Kick-starting your GERD diet requires a thorough assessment because we all react differently to different foods. Therefore, it will be important to study the options that are the best fit for your use. Remember that acid reflux is a result of stomach contents retrieving back to the oesophagus. This can be disturbing hence the need for a quick solution. However, getting started with the GERD diet is a process. Here are must-know tips to help you get started:
Avoid Foods that Trigger GERD Diet
When you want to counter the effects of something, you definitely want to get rid of the causative agents. Therefore, your diet should be free from GERD triggers. These include some notable beverages and food substances. Your diet should not contain beverages such as caffeinated drinks, chocolate, alcohol, and carbonated drinks. Also, it will be a lot helpful to get rid of citrus juices and fruits from your diet.
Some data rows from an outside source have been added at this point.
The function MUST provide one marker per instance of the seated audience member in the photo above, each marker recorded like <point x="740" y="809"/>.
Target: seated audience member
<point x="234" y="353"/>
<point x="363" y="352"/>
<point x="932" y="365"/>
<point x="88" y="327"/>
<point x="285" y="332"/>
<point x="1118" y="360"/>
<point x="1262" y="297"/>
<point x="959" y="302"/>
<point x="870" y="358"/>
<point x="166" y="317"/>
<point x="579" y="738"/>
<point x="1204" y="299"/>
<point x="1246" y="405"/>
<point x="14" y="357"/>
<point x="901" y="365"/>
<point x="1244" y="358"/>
Onions, garlic, fatty foods, tomatoes, and allied foods may appear to be a requirement in your daily recipes but are to be exempted from your GERD diet. All fried foods and spicy elements should also be eliminated. All these have been found to increase GERD symptoms. For that reason, it is advisable to keep off such to make the most of your GERD diet and heal quickly.
Look for GERD-Safe Foods
Some foods are triggers and that is why it is important to establish GERD-safe foods to help you manage the situation. Typical foods that could help you alleviate the situation include brown rice, egg whites, and fruits such as watermelon, pineapple, bananas, and apples. You can also pick potatoes, especially when boiled or baked.
Other foods include lentils, lean meats, fish, bread and pasta, fat-free snacks, low-fat yogurt, oatmeal, and cereals. Saltines, skinless chicken breast, and un-fried turkey are also great options. You must take these foods for some time, say a few days before going back to your usual diet.
Watch Your Eating Mannerisms
GERD can also be worsened through poor eating habits. As you prepare to change your diet, it may be a prudent idea to reconsider the way you eat as well. Adjusting to a new diet may not be satisfactory. It will be useful to take in smaller meals of the recommended GERD-safe foods. The objective here is to reduce the pressure mounting in your stomach that tends to push contents into the oesophagus.
Over and above that, eat slowly. This will make sure that your stomach and oesophagus are not irritated since you will only be taking small bites and taking time to thoroughly chew your food. Observe the following as well:
- Stay upright and avoid lying down for at least two hours after eating
- Ensure you maintain a healthy weight through what you eat
- Avoid eating snacks not unless you are hungry to necessitate it
- Keep off tight clothing especially around your waist
Introduce GERD Triggers Gradually after some Days
Having acid reflux doesn’t mean that you will never go back to other foods as before. At some point, you will get back. However, don’t introduce all triggers at once. Consider introducing one at a time. This is to help you know the foods that are bringing you problems so that you can shelve them to a later time when you have fully recovered.
Successful implementation of your GERD diet comes with a consideration of several factors and aspects. It all starts with knowing the causes of your acid reflux and what food substances to avoid as a result. There are the recommended foods to be taken in place of the GERD triggers but also, you will have to watch your mannerisms, before and after eating.